# Recommended system for hosting streaming audio



## Hengist (Nov 22, 2008)

I have been a happy FreeBSD user since FreeBSD 4.7, and I have successfully deployed FreeBSD to all of the systems in my workplace. The OS has been rock-solid and secure (a very welcome change from our old Windows systems!), and the entire studio has been very satisfied with it.

I have now been presented with a bit of a challenge. I need to set up a single-pc streaming audio server that will:

Be as reliable as possible.
Encode and stream a live icecast mp3 32Kbi/s audio stream.
Provide a simple web interface for listeners to connect.
Serve up to 50 simultaneous listeners, with up to 120 during peaks.
Not break the bank.
Simple, right?
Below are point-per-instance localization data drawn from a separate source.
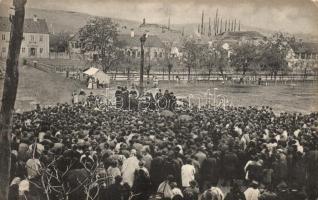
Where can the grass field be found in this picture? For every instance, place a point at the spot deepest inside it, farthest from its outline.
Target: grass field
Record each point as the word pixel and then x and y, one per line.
pixel 48 88
pixel 40 87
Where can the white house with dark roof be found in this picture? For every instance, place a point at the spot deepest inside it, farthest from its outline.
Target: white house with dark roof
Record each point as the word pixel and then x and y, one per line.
pixel 304 55
pixel 36 40
pixel 153 47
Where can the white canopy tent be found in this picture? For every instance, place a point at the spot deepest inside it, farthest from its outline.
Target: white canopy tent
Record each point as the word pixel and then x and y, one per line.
pixel 98 75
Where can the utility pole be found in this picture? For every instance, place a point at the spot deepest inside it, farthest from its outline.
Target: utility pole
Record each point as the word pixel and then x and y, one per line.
pixel 142 63
pixel 9 95
pixel 239 25
pixel 209 32
pixel 216 22
pixel 202 24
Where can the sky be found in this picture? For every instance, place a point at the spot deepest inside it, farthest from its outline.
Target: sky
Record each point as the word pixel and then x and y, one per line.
pixel 296 16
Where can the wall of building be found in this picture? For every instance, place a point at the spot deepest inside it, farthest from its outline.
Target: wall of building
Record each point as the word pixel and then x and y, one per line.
pixel 33 45
pixel 155 52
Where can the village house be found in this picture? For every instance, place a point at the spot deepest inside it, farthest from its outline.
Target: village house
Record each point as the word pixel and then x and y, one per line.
pixel 36 40
pixel 303 56
pixel 153 47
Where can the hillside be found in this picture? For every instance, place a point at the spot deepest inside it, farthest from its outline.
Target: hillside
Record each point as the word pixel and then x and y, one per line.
pixel 56 19
pixel 57 23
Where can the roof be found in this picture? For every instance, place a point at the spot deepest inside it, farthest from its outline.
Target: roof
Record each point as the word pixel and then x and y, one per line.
pixel 240 34
pixel 306 47
pixel 30 26
pixel 152 40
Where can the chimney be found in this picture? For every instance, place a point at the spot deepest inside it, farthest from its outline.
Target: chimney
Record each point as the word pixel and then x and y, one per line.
pixel 35 18
pixel 132 33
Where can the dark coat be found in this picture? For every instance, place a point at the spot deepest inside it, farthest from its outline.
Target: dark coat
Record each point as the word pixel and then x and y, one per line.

The rub is that I have never done anything of this sort before . I've already perused the FreeBSD 7.0 HW requirements, but the list didn't make it clear which hardware would be the most reliable and most well-supported. For the purposes above, what sort of motherboard, processor, NIC, soundcard, and other such parts would be recommended? I would really appreciate any input on this. Thanks for your help!


----------



## Hengist (Nov 23, 2008)

After some reading, I'm thinking about building the system around a GIGABYTE GA-945GCM-S2C LGA 775 Intel 945GC Micro ATX Intel Motherboard http://www.gigabyte.com.tw/Products/Motherboard/Products_Spec.aspx?ClassValue=Motherboard&ProductID=2668&ProductName=GA-945GCM-S2C It's got onboard video, audio, and network, which I would use. I would connect all drives through SATA. The system would not run an X server, and would be administered through SSH. The hardware appears supported by FreeBSD, but is it well-supported? Can I expect this system to be stable for long periods (assuming no HW malfunctions)? Do you think this system stand up to the encoding/streaming workload? Thanks for your help!


----------